Aviation Week Op-Ed: Leveraging Data Analytics to Improve Aviation Safety

Marisa Aguiar

This Aviation Week op-ed describes efforts to advance aviation data analytics. Embry-Riddle Aeronautical University President P. Barry Butler, Ph.D., writes that the rapidly growing field has the potential to save lives and reduce accidents. This essay — published in October 2022 is available to read at the Aviation Week website and below. 

By P. Barry Butler

Advancing aviation safety is a deeply personal goal for Marisa Aguiar, who earned her Ph.D. in Aviation from Embry-Riddle Aeronautical University last year. 

Her father, Simmons Airlines Capt. Orlando Aguiar, lost his life along with 67 other people in 1994, when American Eagle Flight 4184 crashed in Indiana. After being instructed to hold at altitude amid freezing rain, Aguiar and First Officer Jeffrey Gagliano struggled mightily to overcome icing that had built up on their twin-turboprop ATR 72-212. Both were highly capable aviators, but the icing was severe and the aircraft went down. The tragedy prompted multiple FAA Airworthiness Directives on deicing procedures and requirements for certain turboprop aircraft.

To help pilots survive complex in-flight emergencies such as the one her father faced, Marisa Aguiar’s doctoral dissertation sought to advance aviation data analytics — a rapidly growing field aimed at saving lives and preventing accidents.

Her project used a Safety Performance Index algorithm to flight and maintenance data patterns. The algorithm examined how different decisions might reduce risks within a large Title 14 CFR Part 141 collegiate flight-training operation. For instance, how would hiring more flight instructors improve operational safety? How does safety correlate with the number of maintenance technicians, flight students and aircraft in the fleet?

Researchers such as Aguiar, who now teaches for Purdue Global, are applying aviation data analytic advancements rapidly.

At Embry-Riddle, an avionics system in the university’s training aircraft and simulators automatically sends flight data to safety servers. The technology allows us to spot excess speeds, pilot errors, maintenance problems or other issues. By year-end, we aim to take our analytics to the next level, by setting up a flight safety dashboard. Initially, the dashboard will allow us to combine flight, scheduling, maintenance and other data so that we can more easily visualize risks and measure safety performance, notes Dr. Alan Stolzer, dean of our College of Aviation at Daytona Beach, Florida. We are also using these tools in our GE Digital Safety Lab for educational purposes and to prepare future workforce, too.

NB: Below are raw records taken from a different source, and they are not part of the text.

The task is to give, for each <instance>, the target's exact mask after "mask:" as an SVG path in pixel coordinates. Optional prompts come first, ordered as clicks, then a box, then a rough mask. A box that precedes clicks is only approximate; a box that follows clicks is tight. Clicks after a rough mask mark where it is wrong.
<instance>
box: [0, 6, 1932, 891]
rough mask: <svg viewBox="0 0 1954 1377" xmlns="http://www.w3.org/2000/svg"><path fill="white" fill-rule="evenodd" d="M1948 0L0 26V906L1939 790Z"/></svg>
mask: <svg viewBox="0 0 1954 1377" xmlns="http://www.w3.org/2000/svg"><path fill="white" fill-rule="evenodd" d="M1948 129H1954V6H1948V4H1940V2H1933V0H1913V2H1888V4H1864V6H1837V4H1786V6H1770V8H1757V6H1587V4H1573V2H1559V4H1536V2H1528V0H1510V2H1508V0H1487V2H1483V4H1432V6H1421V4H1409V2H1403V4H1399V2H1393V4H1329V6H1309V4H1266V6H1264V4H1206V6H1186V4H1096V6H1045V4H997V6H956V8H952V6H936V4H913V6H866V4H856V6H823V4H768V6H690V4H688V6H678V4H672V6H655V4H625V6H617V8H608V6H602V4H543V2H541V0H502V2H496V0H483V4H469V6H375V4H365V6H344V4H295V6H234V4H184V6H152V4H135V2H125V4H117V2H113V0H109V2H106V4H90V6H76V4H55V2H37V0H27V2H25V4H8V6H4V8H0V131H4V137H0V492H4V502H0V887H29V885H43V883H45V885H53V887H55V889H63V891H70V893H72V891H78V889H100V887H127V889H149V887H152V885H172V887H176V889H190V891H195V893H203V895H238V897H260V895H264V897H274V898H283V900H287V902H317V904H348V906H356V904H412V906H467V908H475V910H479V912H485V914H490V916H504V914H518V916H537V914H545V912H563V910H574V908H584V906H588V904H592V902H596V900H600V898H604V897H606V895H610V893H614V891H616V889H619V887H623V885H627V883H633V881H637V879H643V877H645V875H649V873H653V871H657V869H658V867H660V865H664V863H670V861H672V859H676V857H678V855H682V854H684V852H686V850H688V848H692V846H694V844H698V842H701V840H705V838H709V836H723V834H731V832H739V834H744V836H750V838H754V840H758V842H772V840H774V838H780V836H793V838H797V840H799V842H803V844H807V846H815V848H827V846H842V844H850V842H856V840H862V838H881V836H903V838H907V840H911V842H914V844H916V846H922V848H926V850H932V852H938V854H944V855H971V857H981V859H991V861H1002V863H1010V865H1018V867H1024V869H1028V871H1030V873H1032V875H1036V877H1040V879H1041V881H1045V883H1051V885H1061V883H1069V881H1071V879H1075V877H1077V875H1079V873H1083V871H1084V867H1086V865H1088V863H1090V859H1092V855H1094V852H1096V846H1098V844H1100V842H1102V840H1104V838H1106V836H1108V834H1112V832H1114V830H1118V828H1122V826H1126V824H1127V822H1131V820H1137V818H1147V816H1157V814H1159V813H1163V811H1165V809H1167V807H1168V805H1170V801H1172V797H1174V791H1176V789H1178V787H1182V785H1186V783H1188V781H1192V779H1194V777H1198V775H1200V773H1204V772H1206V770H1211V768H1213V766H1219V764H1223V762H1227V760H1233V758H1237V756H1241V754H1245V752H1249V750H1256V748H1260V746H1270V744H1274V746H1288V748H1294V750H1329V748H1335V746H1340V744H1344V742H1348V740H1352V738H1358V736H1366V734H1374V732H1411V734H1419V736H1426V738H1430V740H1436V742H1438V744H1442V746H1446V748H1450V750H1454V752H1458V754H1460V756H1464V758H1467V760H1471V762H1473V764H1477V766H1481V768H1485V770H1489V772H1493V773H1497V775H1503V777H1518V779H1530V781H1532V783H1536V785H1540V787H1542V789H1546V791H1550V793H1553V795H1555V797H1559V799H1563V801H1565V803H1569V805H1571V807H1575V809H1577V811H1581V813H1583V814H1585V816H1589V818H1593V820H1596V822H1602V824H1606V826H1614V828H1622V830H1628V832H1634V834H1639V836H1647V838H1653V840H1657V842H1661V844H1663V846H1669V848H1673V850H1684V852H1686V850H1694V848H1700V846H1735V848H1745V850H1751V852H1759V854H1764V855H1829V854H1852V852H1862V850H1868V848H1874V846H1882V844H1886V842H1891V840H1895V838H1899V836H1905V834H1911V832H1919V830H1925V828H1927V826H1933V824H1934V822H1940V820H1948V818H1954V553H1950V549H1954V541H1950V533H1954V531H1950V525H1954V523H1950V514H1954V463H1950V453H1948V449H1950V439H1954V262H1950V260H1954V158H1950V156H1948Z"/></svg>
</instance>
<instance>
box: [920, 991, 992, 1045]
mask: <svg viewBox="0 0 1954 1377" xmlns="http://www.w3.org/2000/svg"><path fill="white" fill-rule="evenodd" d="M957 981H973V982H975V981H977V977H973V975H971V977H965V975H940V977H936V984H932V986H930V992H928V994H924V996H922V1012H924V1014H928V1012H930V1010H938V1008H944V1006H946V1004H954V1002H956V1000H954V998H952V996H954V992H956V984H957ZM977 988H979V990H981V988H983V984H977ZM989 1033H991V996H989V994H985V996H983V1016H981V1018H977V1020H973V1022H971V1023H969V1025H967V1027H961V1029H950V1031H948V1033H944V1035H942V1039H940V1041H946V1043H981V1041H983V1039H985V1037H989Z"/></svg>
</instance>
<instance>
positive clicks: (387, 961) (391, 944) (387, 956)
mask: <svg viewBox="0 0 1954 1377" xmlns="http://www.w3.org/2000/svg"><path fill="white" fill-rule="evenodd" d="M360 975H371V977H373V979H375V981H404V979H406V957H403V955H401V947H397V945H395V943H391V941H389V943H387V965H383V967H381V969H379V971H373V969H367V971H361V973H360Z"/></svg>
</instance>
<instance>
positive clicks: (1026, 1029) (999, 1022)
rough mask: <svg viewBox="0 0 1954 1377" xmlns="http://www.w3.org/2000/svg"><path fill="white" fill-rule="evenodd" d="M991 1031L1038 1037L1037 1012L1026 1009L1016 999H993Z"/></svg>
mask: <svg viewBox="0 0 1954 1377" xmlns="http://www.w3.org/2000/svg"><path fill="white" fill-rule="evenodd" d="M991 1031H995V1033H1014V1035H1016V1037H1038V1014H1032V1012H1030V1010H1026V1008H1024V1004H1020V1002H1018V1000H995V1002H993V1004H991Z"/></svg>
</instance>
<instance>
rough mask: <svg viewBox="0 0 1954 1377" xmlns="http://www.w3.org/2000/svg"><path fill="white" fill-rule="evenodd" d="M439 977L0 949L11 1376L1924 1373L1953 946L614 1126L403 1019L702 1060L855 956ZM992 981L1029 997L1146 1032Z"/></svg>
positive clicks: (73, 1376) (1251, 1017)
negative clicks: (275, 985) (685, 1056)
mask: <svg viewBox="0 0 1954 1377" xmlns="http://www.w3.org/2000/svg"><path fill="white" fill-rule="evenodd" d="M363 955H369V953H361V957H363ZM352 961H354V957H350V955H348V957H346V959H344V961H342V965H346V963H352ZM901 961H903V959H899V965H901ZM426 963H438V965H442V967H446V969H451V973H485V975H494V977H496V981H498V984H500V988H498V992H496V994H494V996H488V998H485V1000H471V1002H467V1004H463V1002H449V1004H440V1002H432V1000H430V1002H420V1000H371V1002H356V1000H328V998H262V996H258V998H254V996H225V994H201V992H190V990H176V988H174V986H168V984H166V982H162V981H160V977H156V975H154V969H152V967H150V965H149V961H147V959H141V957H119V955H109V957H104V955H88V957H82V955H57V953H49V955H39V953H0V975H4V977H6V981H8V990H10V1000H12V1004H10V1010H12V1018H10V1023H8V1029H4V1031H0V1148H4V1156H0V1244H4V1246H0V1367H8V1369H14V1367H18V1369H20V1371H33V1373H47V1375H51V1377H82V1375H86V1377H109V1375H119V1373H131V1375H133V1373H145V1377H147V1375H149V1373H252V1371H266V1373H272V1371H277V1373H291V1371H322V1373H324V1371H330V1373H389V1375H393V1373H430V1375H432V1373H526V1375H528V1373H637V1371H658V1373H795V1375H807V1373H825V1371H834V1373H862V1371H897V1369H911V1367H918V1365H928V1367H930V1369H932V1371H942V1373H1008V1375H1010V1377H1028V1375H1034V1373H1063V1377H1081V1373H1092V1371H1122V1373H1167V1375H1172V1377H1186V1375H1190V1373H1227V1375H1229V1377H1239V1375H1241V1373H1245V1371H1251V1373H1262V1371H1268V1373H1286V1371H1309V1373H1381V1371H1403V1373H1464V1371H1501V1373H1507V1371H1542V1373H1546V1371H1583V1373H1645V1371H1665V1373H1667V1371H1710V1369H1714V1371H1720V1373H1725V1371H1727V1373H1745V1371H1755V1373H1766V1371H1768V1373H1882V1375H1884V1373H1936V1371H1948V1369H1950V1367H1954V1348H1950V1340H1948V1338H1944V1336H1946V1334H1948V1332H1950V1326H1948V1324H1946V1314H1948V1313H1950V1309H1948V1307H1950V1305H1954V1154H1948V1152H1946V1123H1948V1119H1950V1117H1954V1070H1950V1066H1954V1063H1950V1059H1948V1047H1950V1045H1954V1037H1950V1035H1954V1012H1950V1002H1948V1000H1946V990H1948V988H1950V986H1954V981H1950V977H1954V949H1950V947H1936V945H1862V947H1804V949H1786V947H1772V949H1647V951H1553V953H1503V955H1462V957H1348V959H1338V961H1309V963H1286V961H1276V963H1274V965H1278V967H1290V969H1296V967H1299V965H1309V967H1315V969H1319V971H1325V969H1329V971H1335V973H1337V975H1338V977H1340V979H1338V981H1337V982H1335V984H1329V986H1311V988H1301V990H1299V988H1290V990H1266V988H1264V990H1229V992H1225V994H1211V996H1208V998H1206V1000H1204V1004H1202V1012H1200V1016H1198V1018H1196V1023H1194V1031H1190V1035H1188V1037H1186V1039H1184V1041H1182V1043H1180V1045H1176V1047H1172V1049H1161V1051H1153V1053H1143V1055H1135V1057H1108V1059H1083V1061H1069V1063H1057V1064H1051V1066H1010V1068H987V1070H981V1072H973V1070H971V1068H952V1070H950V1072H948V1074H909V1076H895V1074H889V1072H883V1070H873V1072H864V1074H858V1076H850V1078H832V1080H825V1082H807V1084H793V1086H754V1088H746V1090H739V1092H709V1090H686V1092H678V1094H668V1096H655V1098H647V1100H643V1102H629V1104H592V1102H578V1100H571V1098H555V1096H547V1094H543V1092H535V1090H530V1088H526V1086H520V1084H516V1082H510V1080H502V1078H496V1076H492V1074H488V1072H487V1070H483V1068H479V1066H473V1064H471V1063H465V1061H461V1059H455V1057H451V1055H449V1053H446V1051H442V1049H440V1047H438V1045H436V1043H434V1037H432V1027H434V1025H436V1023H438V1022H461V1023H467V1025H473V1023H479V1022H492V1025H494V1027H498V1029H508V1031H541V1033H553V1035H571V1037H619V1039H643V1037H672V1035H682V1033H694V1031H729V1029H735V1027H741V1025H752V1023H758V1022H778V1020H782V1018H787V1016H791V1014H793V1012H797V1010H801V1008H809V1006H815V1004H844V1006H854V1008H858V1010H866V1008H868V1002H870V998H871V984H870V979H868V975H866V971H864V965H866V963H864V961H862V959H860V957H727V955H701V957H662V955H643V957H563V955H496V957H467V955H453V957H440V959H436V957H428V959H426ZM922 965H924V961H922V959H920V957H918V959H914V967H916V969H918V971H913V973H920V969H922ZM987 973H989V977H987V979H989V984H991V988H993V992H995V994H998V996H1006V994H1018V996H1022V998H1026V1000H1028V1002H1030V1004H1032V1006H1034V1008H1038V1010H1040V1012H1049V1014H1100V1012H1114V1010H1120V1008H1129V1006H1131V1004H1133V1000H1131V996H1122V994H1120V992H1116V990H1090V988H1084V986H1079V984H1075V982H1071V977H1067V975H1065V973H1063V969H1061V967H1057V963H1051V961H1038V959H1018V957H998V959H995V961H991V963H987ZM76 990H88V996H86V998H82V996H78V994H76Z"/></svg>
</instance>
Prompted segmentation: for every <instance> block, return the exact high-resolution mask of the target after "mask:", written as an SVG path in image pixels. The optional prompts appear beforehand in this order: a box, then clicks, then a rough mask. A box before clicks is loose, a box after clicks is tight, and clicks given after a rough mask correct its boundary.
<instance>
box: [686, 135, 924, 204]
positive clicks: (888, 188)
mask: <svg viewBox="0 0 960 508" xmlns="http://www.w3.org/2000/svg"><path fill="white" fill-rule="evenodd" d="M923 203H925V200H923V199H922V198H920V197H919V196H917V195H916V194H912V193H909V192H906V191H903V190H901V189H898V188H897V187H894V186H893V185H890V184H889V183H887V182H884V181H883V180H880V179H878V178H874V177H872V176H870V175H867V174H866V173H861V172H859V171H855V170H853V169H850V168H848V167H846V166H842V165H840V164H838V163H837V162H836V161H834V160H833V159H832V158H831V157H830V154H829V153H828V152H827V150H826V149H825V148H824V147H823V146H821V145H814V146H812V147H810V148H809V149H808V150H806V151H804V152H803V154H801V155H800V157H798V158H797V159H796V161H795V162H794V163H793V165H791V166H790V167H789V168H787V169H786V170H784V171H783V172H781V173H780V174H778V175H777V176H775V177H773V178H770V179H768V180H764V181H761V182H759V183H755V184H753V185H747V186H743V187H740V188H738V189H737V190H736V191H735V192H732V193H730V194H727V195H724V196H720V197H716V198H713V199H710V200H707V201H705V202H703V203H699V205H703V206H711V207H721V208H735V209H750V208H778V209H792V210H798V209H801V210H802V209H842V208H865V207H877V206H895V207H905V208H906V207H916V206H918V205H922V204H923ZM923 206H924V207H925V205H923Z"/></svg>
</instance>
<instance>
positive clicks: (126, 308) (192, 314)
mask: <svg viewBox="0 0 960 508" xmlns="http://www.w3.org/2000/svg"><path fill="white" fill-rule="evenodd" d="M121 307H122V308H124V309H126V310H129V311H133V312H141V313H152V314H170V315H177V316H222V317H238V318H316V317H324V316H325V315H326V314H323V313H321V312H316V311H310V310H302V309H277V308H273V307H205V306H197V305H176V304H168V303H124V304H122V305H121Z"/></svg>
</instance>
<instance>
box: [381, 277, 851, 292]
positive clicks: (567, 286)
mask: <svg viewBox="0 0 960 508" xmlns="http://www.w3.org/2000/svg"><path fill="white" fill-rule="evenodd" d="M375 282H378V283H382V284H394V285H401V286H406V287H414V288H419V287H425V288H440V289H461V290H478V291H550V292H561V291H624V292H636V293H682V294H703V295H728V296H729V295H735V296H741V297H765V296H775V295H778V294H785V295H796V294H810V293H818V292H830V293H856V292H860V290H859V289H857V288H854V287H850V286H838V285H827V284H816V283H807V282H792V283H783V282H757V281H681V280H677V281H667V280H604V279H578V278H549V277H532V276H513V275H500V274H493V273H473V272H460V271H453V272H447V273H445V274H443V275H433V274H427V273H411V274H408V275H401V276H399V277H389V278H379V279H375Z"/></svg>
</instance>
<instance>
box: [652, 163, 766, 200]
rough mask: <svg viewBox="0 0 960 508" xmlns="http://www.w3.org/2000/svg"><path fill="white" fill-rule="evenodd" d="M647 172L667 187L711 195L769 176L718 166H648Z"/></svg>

Our goal university-wide will be to leverage predictive analytics. In particular, we aspire to predict the likelihood of aviation incidents, such as unstable approaches, runway incursions and loss of control. “If we could develop an algorithm to do that,” explains Dr. Dothang Truong, program coordinator for the aviation Ph.D. program, “the safety officer could see not only the visualizations of data patterns but also the probability that some incident might happen. That prediction would allow them to develop a strategy to prevent it from happening.”

As an example of predictive analytics, Edwin Odisho, another recent graduate with a doctorate in aviation and now an American Airlines pilot, analyzed four years of data collected by NASA from 35 regional jets to build machine-learning algorithms capable of predicting the likelihood of runway excursions. The ability to predict pilots’ misperceptions of runway excursion risks could contribute to more effective simulator training scenarios and strategies, Odisho noted. The information could also be incorporated into avionic display tools to alert pilots to danger.

For researchers in this field, a key challenge is that airlines must deidentify sensitive safety information before sharing it, which takes time. Progress is being made, however. For example, through a public-private collaboration known as Aviation Safety Information Analysis and Sharing, spearheaded by the FAA and facilitated by MITRE Corp., airlines and some business aviation and charter operators routinely share deidentified safety data amongst themselves and the FAA. By aggregating safety data, they can learn when seemingly “one-off” events are part of a more widespread problem.

On the horizon, Truong says, it should become increasingly feasible to analyze both quantitative and qualitative information to assess human factors. Natural-language processing, aided by machine learning, might even allow us to predict risks related to stress, fatigue or depression.

At our Center for Aviation and Aerospace Safety at Embry-Riddle, we work to squeeze every possible lesson from aviation safety data. The center, directed by Robert Sumwalt, former head of the NTSB, was established to improve safety for all who fly. The U.S. airline accident record over the past decade has been outstanding, Sumwalt says, yet smaller safety-related events happen daily and require scrutiny. Data analytics programs “will prove essential to helping U.S. carriers continue the quest for safety,” he says, “and they will benefit global air carriers to improve their safety record, also.”

By advancing aviation analytics, our objective is to reduce aviation risks for everyone, in honor of Marisa’s father and others gone too soon.